Tribunal Administratif de Nantes — Décision N° TA44-2305914

lundi 17 juin 2024

JuridictionTribunal Administratif de Nantes
SectionTribunal Administratif de Nantes
N° DossierTA44-2305914
TypeDécision
RecoursExcès de pouvoir
PublicationC
Formation10ème chambre
Avocat requérantRAPOPORT

Texte intégral

Vu la procédure suivante :

Par une requête enregistrée le 24 avril 2023, M. F C et Mme A E, agissant en leurs noms propres et en qualité de représentants légaux de l'enfant mineur D C, représentés par Me Rapoport, demandent au tribunal :

1°) d'annuler la décision née le 22 février 2023 par laquelle la commission de recours contre les décisions de refus de visa d'entrée en France, saisie d'un recours administratif préalable obligatoire formé contre la décision du 22 novembre 2022 de l'autorité consulaire française à Alger (Algérie), refusant de délivrer à D C un visa de long séjour en qualité de mineur à scolariser, a, à son tour, implicitement refusé de délivrer le visa sollicité, ainsi que cette décision consulaire ;

2°) d'enjoindre au ministre de l'intérieur et des outre-mer à titre principal de faire délivrer le visa sollicité et, à titre subsidiaire, de réexaminer la demande de visa dans un délai d'un mois à compter de la notification de la décision à intervenir ;

3°) de mettre à la charge de l'Etat une somme de 1 500 euros en application des dispositions de l'article L. 761-1 du code de justice administrative.

Ils soutiennent que :

- la décision consulaire et la décision de la commission méconnaissent les dispositions de l'article L. 114-5 du code des relations entre le public et l'administration ;

- la décision de la commission est entachée d'un vice de procédure dès lors qu'il n'est pas justifié de la composition régulière de la commission de recours ;

- la décision consulaire et la décision de la commission sont insuffisamment motivées ;

- la décision attaquée est entachée d'une erreur d'appréciation dès lors que le demandeur de visa a transmis des informations fiables et complètes ;

- elle est entachée d'une erreur de droit en ce qu'elle méconnaît les dispositions de la directive UE 2016/801 du Parlement européen et du Conseil du 11 mai 2016 ;

- elle méconnaît les stipulations du premier paragraphe de l'article 3 de la convention internationale relative aux droits de l'enfant.

Par un mémoire en défense, enregistré le 31 janvier 2024, le ministre de l'intérieur et des outre-mer conclut au rejet de la requête.

Il fait valoir que les moyens soulevés par les requérants ne sont pas fondés et doit être regardé comme sollicitant une substitution de motifs.

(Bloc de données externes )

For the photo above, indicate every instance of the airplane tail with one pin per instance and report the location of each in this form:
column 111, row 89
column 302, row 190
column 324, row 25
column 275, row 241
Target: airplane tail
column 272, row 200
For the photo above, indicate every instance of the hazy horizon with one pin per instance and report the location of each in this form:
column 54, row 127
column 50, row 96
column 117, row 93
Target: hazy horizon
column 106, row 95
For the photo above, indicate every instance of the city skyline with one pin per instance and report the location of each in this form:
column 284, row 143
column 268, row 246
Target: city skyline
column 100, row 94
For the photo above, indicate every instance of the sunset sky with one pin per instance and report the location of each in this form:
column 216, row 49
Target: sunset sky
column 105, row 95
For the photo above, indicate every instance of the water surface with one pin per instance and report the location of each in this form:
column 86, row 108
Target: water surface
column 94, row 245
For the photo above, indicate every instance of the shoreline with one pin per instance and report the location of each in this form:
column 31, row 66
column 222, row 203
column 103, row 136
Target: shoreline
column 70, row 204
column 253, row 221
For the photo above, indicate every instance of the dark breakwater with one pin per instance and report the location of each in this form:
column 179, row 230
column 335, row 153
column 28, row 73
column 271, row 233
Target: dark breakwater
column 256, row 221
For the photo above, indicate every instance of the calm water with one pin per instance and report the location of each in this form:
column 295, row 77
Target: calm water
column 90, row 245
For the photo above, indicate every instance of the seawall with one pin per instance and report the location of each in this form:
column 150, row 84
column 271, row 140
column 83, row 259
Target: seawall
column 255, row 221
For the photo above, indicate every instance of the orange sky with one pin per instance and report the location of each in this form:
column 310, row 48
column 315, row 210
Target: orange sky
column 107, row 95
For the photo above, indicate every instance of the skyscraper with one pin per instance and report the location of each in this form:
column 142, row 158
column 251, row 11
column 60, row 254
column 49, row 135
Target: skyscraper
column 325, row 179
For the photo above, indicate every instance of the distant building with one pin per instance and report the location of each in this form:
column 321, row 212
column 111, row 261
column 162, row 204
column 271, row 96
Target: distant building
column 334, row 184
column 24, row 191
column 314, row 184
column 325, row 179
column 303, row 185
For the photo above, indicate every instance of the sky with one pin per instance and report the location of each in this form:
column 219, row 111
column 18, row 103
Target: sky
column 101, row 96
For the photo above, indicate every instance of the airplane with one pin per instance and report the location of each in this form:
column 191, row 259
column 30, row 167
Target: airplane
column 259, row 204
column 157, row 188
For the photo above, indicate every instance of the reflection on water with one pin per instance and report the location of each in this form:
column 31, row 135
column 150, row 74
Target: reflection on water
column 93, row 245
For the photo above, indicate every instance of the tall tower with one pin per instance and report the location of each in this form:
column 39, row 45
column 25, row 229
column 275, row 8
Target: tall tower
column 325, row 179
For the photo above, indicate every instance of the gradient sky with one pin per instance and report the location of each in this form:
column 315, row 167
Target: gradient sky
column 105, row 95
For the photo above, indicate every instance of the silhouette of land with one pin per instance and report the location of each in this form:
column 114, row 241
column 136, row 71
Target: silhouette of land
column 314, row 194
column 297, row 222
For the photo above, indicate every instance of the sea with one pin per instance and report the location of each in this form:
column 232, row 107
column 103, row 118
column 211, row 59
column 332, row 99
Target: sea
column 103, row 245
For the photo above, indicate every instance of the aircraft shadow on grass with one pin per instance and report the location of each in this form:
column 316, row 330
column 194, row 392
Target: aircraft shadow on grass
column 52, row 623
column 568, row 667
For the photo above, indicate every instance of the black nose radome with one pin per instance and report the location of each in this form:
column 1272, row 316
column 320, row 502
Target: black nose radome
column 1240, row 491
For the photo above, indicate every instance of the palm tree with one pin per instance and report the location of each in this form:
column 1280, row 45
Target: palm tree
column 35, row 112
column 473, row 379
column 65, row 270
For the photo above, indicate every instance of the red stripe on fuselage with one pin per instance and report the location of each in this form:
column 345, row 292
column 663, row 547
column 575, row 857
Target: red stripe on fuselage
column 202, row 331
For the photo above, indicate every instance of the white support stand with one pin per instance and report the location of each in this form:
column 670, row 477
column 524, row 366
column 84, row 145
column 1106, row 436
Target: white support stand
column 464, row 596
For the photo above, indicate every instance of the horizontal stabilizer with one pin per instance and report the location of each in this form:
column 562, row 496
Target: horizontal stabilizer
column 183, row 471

Vu les autres pièces du dossier.

Vu :

- la convention internationale des droits de l'enfant ;

- la directive (UE) 2016/801 du Parlement européen et du Conseil du 11 mai 2016 ;

- le code de l'entrée et du séjour des étrangers et du droit d'asile ;

- le code des relations entre le public et l'administration ;

- le code de justice administrative.

La présidente de la formation de jugement a dispensé le rapporteur public, sur sa proposition, de prononcer des conclusions à l'audience.

Les parties ont été régulièrement averties du jour de l'audience.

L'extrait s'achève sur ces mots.